Anyone who sees buying school uniform as a pleasure is either stupid or role-playing. It is school shoe tiring, tie-teaching, grey sock searching misery that drains hearts and wallets with equal vigour. Didsbury Son is actually pretty easy; but by Tuesday we had still failed to track down gym shorts and our will to live was ebbing away.
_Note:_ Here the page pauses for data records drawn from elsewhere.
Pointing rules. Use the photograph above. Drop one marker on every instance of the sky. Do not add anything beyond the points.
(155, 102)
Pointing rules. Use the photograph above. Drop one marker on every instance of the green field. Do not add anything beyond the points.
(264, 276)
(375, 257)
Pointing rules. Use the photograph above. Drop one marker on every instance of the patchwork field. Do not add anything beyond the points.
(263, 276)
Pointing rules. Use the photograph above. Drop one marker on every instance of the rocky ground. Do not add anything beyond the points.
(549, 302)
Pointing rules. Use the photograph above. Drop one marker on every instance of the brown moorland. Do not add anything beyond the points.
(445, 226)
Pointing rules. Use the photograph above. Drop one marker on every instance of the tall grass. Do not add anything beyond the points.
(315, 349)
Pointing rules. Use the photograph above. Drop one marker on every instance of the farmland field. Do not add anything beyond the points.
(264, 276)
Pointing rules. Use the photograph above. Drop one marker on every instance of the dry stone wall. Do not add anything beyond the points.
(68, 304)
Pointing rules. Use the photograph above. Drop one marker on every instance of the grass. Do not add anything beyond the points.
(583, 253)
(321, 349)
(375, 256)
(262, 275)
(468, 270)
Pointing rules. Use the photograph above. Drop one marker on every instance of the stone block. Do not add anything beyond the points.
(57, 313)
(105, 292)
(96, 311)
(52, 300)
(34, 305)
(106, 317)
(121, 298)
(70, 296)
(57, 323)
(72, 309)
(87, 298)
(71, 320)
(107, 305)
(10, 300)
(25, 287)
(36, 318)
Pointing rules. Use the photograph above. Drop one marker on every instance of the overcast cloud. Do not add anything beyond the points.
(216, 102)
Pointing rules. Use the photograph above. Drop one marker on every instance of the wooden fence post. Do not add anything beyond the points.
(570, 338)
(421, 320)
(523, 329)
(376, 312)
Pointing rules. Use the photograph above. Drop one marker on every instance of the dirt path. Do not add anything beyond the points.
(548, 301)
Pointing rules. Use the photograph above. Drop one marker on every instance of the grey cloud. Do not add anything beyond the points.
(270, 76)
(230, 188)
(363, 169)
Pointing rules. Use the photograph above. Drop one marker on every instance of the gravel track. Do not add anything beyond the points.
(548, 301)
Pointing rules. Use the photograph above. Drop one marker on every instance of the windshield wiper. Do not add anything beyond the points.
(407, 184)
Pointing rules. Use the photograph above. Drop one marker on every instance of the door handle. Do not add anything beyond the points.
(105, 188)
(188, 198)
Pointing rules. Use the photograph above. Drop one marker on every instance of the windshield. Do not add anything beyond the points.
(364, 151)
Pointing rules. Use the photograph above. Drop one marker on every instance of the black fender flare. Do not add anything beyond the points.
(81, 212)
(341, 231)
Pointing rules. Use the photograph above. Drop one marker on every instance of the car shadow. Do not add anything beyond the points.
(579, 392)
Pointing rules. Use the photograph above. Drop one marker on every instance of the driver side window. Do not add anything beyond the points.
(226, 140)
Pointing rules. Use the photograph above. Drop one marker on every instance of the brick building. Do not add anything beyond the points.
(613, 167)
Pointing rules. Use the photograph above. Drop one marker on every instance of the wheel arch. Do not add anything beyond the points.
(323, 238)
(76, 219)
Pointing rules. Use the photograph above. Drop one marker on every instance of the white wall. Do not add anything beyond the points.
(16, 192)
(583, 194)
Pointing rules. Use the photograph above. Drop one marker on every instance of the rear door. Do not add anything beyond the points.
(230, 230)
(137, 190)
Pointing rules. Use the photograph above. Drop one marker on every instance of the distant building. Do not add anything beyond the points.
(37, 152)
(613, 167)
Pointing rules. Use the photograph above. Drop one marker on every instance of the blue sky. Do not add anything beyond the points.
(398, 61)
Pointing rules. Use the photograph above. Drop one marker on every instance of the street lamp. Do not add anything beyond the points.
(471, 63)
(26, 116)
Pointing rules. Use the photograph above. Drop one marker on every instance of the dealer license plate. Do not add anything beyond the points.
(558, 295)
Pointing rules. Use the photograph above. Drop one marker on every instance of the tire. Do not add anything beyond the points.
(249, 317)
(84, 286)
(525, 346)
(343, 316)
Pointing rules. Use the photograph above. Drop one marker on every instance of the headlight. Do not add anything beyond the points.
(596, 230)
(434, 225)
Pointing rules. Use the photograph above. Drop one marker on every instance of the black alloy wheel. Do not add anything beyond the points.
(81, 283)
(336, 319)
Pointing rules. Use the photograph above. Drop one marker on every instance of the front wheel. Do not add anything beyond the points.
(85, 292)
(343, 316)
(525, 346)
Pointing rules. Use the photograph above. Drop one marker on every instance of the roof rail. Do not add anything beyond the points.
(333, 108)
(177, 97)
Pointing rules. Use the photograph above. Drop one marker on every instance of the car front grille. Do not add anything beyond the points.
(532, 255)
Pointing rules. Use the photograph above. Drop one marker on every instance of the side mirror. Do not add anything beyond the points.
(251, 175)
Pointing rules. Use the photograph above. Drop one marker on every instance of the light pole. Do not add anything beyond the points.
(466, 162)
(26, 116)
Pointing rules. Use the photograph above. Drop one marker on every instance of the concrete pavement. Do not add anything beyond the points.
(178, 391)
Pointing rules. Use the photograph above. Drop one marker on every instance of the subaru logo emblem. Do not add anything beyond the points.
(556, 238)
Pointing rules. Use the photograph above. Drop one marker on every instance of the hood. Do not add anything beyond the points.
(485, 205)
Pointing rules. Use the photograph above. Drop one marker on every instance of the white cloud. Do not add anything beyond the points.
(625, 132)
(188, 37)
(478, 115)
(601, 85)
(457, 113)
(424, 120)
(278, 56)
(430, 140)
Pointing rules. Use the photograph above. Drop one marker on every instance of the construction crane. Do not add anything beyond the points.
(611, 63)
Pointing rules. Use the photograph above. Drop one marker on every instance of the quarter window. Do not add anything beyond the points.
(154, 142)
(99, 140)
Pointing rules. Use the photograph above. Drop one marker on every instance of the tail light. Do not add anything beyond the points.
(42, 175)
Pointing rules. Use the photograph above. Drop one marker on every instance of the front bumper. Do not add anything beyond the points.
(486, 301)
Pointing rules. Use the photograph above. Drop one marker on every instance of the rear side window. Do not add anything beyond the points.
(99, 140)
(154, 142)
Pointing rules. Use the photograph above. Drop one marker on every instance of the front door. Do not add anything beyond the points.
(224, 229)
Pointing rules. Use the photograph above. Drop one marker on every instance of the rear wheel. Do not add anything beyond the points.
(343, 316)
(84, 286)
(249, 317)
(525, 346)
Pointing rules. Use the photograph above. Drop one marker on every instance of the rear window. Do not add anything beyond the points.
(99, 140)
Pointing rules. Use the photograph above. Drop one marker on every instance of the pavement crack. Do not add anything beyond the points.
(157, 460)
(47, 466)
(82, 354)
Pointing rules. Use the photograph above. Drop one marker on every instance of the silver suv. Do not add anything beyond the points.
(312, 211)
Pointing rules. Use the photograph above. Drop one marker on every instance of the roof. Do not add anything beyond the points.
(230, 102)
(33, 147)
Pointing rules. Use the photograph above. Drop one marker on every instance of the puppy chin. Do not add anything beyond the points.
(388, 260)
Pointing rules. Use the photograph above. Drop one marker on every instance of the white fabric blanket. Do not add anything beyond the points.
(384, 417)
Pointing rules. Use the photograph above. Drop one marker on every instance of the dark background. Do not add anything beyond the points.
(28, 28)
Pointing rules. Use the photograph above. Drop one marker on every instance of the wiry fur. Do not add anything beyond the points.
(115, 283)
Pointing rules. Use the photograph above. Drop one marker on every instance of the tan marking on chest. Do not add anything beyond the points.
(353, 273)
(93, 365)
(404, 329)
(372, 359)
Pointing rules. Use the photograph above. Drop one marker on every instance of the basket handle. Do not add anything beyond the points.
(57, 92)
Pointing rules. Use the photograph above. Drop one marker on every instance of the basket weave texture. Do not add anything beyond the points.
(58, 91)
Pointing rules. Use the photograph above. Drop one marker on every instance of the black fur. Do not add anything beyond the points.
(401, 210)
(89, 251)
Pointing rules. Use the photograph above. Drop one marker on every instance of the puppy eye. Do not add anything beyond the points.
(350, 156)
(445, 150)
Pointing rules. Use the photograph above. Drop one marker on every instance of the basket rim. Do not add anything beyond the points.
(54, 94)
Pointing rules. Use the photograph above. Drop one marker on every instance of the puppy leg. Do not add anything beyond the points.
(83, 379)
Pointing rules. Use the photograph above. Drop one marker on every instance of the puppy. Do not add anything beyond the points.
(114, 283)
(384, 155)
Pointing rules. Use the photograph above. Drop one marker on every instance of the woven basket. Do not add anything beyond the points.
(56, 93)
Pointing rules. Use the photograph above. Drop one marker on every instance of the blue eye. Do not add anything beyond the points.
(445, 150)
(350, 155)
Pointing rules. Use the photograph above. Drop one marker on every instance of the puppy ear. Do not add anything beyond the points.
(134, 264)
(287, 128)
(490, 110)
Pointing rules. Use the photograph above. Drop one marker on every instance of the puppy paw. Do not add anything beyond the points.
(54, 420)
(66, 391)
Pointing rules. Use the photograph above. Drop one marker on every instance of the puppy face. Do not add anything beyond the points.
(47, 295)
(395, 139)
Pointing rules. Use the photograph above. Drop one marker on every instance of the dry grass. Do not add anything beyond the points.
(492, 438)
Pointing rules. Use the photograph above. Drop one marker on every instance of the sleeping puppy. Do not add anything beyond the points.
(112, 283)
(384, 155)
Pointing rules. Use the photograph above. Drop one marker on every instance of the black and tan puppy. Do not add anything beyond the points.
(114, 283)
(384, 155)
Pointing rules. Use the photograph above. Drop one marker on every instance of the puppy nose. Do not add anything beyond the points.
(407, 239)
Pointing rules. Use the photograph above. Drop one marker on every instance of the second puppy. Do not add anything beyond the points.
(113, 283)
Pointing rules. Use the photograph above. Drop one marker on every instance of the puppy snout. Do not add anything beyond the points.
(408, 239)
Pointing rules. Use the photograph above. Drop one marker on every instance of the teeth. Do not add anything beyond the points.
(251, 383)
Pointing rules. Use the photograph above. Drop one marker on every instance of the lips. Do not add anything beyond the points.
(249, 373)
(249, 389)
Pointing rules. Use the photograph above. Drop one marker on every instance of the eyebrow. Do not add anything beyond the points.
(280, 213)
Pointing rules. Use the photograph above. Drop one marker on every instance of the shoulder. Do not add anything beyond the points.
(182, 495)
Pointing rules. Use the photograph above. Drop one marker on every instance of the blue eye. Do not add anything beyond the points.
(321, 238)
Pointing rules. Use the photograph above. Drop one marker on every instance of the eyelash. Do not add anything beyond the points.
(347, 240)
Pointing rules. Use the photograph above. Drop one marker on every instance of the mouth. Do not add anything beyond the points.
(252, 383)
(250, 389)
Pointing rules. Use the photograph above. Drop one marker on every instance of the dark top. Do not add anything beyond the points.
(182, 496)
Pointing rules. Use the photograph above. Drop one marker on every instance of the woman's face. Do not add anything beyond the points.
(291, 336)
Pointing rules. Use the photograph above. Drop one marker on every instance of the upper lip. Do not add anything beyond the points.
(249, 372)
I had been to John Lewis, M&S, Asda, Tesco and Decathlon chasing the elusive grail of stain-free suitable shorts. This depressing chainstore crawl had me praying to breakdown. At 4.59, leaving Didsbury Son head down in Pokemonland I stepped in to MCS School Outfitters. The queue stretched around the shop, the sunken cheeked queue ees mouthed hopeless pleas to me and the smell of sweat and fear engulfed me. It was as though Didsbury had been invaded and the refugees were making sure they had the right PE kit before they fled.

I turned around, mentally wrote a note for Didsbury Son’s teacher and counted down the hours to my first fantastically solo coffee since July.

Sometimes parenting means looking without your glasses on.